People typically consider factors that burden the network and prevent it from performing sufficiently. Sometimes, however, the network itself can be a bottleneck to operations.

NYU experienced this firsthand in 2017 when its network couldn't handle the massive amounts of data required for its research applications. The university needed to create a network that could accommodate massive amounts of data transfer, said Robert Pahle, senior research scientist of research technology at NYU, during a presentation at ONUG's AI Networking Summit conference.

When NYU began the project, it initially tried to create a network with traditional practices in place. However, the university soon realized it needed a network with greater flexibility. For example, traditional switches don't offer detailed information about the network data that researchers need to collaborate with partner organizations. This need to connect with partners more freely enabled NYU to create an open source network, Pahle said.

What is open networking?

Open networking is an approach to networking that decouples hardware from software. Instead, organizations can use commodity hardware -- cheaper, interchangeable hardware -- and open standards. This gives enterprises greater flexibility to choose hardware components that better suit their specific needs.

According to Gavin Cato, CTO and head of platform solutions at Celestica, networking is undergoing a transformation -- similar to the telecom industry -- from modular systems with proprietary hardware to customizable, open networks with commodity hardware. Networks with these capabilities better suit an organization's use cases and requirements, such as high speeds and low latency.

"If you have a massive pipe, you don't need a bunch of functions for [quality of service] to deliver your performance. The pipe itself will deliver the performance; it's how you structure that architecture," Cato said.

This directly relates to NYU's situation. Rather than adding new capabilities to restructure the existing network to match their needs, the university built a new open network architecture to support massive data transfer and meet their low-latency requirements.

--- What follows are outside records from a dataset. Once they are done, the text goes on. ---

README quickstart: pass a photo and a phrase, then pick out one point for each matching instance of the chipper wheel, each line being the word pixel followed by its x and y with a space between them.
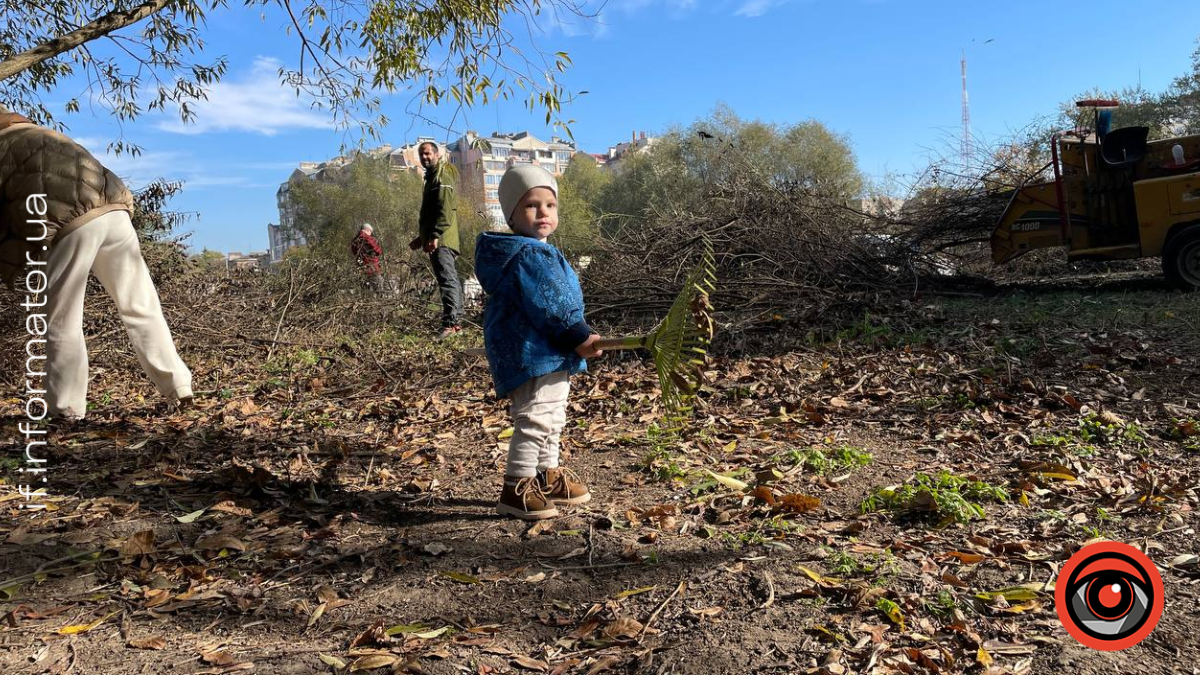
pixel 1181 258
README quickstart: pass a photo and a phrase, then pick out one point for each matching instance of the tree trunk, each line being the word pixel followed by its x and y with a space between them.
pixel 99 28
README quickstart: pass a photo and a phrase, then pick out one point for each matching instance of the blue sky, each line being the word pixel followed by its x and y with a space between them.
pixel 883 72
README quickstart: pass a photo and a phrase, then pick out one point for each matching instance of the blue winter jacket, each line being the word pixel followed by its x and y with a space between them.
pixel 534 315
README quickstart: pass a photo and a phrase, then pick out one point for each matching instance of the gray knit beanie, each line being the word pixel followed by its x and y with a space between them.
pixel 521 179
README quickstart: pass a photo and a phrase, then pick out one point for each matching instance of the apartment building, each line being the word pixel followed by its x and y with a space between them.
pixel 481 161
pixel 286 234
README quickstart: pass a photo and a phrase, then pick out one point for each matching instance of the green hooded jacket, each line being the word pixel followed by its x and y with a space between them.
pixel 439 207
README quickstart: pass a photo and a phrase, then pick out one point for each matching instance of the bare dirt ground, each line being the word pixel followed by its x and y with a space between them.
pixel 328 507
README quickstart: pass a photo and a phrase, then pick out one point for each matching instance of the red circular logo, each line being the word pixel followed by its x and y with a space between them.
pixel 1109 596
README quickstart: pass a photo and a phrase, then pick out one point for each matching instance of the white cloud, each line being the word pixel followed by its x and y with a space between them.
pixel 256 103
pixel 754 7
pixel 138 171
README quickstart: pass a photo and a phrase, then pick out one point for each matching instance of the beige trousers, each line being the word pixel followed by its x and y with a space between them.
pixel 107 246
pixel 539 413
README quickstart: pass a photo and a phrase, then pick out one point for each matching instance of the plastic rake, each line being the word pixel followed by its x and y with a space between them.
pixel 679 342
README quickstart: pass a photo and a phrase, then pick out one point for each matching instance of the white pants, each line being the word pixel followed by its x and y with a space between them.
pixel 107 246
pixel 539 413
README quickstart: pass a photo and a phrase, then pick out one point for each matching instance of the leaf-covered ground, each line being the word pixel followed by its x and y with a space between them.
pixel 889 496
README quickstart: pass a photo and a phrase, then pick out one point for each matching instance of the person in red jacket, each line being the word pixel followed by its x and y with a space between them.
pixel 367 251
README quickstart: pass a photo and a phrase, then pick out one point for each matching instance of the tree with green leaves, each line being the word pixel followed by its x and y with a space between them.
pixel 580 189
pixel 139 55
pixel 687 169
pixel 1185 97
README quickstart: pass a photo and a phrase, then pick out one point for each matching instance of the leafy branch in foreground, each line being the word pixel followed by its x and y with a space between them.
pixel 143 55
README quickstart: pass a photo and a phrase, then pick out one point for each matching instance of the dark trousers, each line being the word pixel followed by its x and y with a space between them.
pixel 448 282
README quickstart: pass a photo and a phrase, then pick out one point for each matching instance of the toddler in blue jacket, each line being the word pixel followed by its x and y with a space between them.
pixel 535 339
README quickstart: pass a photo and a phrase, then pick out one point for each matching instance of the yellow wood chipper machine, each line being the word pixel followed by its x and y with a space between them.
pixel 1114 196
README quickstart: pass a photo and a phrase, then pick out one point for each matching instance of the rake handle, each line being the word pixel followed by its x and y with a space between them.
pixel 610 344
pixel 615 344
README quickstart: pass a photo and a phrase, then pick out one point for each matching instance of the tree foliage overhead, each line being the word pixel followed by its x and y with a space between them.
pixel 139 55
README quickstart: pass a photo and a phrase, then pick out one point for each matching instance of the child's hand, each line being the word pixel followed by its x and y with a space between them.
pixel 588 348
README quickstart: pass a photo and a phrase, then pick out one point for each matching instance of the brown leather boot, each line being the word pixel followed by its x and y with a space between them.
pixel 523 499
pixel 563 487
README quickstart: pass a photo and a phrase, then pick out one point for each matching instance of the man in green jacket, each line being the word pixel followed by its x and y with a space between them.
pixel 439 232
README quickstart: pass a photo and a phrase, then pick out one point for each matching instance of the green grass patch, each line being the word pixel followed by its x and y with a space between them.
pixel 825 461
pixel 946 497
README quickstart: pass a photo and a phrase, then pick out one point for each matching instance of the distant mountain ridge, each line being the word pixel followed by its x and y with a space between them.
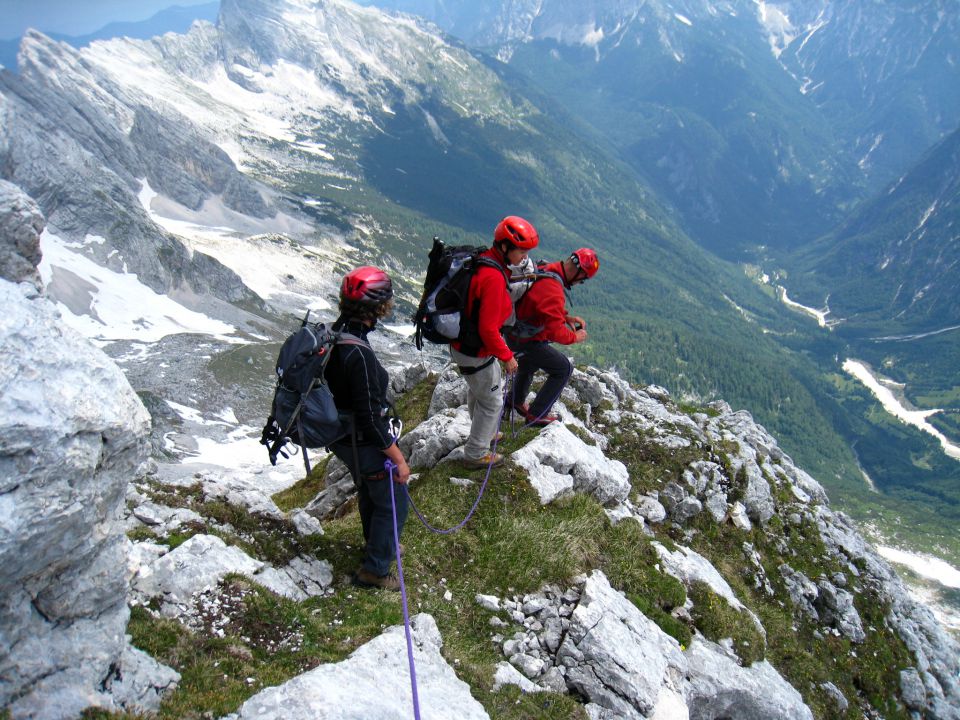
pixel 893 264
pixel 173 19
pixel 761 122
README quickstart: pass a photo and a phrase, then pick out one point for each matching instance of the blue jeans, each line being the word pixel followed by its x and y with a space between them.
pixel 373 499
pixel 533 356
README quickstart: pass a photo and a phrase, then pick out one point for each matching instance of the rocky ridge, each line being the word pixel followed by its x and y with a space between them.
pixel 592 642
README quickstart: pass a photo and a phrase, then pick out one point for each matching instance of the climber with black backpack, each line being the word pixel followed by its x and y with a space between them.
pixel 475 298
pixel 351 379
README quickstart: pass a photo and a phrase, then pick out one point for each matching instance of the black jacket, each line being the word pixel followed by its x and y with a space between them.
pixel 359 386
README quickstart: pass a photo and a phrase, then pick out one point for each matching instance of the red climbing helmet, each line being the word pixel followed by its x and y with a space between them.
pixel 516 231
pixel 366 284
pixel 587 260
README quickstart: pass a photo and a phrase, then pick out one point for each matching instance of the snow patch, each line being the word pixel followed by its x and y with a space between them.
pixel 926 566
pixel 105 305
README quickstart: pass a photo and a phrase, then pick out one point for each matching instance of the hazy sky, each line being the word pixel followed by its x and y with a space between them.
pixel 76 17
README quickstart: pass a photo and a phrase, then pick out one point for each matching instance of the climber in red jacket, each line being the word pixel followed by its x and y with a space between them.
pixel 541 319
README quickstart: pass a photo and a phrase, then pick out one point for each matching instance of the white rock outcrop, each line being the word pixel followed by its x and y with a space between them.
pixel 374 682
pixel 72 434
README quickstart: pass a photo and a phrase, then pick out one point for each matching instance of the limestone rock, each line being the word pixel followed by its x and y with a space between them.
pixel 374 682
pixel 72 434
pixel 21 223
pixel 719 687
pixel 615 656
pixel 556 453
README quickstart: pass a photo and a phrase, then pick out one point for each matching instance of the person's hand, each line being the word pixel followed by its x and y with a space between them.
pixel 402 472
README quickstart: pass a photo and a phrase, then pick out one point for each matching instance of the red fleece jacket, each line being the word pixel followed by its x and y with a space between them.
pixel 488 285
pixel 545 304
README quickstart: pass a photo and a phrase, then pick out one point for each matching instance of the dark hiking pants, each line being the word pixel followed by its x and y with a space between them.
pixel 373 499
pixel 533 356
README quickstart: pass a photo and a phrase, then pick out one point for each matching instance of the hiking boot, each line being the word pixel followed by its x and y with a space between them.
pixel 520 409
pixel 365 578
pixel 491 458
pixel 401 548
pixel 535 421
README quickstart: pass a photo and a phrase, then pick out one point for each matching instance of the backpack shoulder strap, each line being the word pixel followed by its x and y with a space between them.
pixel 494 264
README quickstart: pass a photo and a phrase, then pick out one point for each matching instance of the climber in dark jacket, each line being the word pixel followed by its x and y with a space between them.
pixel 359 386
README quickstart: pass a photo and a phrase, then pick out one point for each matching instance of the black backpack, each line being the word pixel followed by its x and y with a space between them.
pixel 303 411
pixel 440 316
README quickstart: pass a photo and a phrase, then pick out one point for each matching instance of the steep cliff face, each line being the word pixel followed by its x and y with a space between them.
pixel 82 148
pixel 72 435
pixel 631 561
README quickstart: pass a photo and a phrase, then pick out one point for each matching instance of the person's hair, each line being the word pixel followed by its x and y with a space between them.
pixel 356 310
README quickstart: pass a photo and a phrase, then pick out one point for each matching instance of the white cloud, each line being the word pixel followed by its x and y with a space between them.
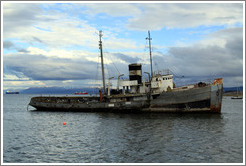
pixel 158 16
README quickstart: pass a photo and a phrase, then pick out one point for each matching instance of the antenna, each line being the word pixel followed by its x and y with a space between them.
pixel 100 47
pixel 148 38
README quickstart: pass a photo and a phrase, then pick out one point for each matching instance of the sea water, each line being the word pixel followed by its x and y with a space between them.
pixel 41 137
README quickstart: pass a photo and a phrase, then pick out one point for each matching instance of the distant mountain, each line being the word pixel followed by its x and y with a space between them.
pixel 57 90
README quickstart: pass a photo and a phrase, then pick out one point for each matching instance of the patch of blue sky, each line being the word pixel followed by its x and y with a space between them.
pixel 9 51
pixel 104 22
pixel 81 47
pixel 43 29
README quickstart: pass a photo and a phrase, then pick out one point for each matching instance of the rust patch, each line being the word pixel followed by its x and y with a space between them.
pixel 213 108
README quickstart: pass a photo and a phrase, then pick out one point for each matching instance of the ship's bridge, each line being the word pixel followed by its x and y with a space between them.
pixel 161 83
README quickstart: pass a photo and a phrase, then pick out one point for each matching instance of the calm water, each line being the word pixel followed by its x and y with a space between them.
pixel 41 137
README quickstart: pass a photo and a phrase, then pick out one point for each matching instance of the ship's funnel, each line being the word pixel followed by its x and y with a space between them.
pixel 135 72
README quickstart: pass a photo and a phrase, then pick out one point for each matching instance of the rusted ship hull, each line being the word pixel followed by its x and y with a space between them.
pixel 205 99
pixel 197 99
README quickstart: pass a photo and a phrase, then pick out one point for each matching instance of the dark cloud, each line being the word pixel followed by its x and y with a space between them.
pixel 40 67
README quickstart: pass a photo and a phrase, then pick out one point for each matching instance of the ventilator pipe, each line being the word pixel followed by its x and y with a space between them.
pixel 109 85
pixel 118 86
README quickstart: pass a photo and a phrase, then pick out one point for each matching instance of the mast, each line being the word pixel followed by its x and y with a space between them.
pixel 101 52
pixel 148 38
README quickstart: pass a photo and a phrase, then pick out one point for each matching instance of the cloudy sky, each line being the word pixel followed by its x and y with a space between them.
pixel 56 44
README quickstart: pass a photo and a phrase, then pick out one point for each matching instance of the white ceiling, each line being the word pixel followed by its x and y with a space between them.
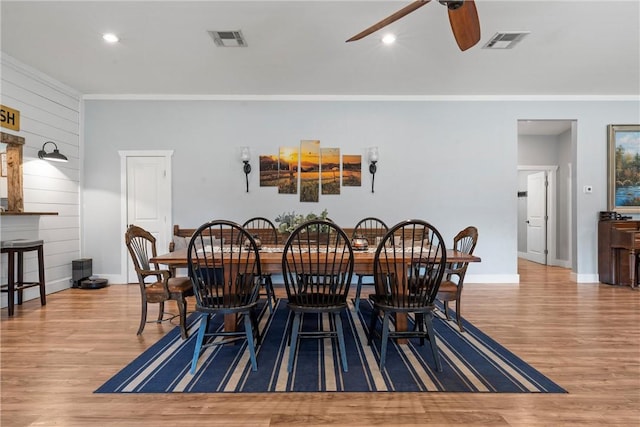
pixel 576 48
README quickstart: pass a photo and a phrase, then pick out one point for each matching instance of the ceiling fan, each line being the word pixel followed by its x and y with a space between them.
pixel 463 17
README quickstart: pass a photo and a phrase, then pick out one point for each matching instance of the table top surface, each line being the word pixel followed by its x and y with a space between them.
pixel 273 254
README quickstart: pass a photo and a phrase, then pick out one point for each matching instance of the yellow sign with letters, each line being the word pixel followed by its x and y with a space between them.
pixel 10 118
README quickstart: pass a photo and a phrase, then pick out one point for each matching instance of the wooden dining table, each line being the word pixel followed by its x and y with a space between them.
pixel 271 262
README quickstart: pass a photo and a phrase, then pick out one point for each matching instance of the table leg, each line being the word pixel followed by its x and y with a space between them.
pixel 632 268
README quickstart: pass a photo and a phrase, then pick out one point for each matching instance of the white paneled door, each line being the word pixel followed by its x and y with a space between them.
pixel 537 217
pixel 148 198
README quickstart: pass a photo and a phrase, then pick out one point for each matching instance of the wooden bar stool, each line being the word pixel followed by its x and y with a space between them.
pixel 19 247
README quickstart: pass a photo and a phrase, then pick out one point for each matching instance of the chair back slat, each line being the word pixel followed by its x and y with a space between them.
pixel 409 265
pixel 465 241
pixel 141 245
pixel 225 271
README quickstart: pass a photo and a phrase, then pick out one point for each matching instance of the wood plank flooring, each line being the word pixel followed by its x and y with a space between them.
pixel 585 337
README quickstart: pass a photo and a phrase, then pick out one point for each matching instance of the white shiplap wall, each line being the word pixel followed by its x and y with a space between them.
pixel 49 111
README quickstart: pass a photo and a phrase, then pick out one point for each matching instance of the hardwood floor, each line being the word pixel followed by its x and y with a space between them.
pixel 585 337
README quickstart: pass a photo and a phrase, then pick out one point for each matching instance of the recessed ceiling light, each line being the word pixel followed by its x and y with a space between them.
pixel 388 39
pixel 110 38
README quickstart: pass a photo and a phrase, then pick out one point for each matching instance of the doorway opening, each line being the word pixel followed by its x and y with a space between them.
pixel 545 156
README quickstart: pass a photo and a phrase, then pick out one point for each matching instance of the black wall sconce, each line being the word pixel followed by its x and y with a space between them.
pixel 54 156
pixel 245 155
pixel 373 168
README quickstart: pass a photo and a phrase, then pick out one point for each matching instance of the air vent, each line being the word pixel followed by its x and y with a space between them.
pixel 505 40
pixel 228 38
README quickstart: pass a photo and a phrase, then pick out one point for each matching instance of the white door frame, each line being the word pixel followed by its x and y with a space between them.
pixel 552 172
pixel 124 155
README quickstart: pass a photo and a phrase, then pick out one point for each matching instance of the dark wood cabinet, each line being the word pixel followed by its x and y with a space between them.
pixel 618 245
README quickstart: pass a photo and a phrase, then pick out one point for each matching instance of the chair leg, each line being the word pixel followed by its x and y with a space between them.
pixel 143 317
pixel 204 325
pixel 432 340
pixel 160 312
pixel 271 295
pixel 419 325
pixel 182 309
pixel 358 290
pixel 256 327
pixel 248 328
pixel 343 349
pixel 294 340
pixel 41 281
pixel 458 316
pixel 385 339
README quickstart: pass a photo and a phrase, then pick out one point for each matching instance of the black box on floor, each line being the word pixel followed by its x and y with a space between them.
pixel 81 269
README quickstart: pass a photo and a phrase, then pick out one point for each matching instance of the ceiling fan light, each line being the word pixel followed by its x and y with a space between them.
pixel 389 39
pixel 110 38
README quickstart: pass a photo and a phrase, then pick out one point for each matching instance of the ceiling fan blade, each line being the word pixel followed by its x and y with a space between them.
pixel 388 20
pixel 465 24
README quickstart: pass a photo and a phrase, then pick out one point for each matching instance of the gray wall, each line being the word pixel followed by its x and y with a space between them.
pixel 453 163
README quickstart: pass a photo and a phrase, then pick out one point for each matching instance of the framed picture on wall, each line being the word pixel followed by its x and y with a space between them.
pixel 3 164
pixel 624 168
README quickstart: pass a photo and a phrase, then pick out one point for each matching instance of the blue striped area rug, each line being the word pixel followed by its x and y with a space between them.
pixel 471 362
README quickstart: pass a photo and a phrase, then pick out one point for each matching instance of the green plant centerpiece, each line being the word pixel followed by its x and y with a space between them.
pixel 289 221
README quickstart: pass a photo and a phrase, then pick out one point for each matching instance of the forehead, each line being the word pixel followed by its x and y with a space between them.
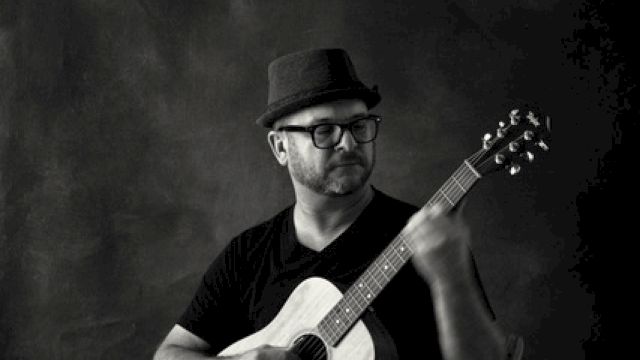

NYU's transition to open networking

When NYU planned to create a new network for its research applications, it faced two significant problems with traditional networking:

  1. Scalability. Most traditional networking hardware can't scale efficiently and isn't sufficient for its high-bandwidth, low-latency applications.
  2. Cost. Large, proprietary switches that could better fulfill their needs aren't cost-effective for the upgrade project.

The core issue was that NYU needed a flexible, scalable and high-performing network and that it needed to build this network cost-effectively. This led to the decision to build an open network with small, lean devices. The simplicity and reduced costs of these devices enabled NYU to deploy them across the network both quickly and strategically, Pahle said, and provided them with the ability to adjust capacity where necessary.

Open networking addresses implementation challenges

According to Pahle, NYU's transition to open networking helped the organization support its research applications in a few ways.

Overcoming hardware limitations

Before NYU built its open network, the organization struggled with enabling high-speed networking for researchers. For example, the organization was able to provide 100 Gigabit ports, but NYU's desktop computers couldn't support such high speeds, Pahle said. Most consumer-level network interface cards capped out at around 35 Gigabits per second, so many vendors didn't support cards with such high speeds in desktops due to cooling issues.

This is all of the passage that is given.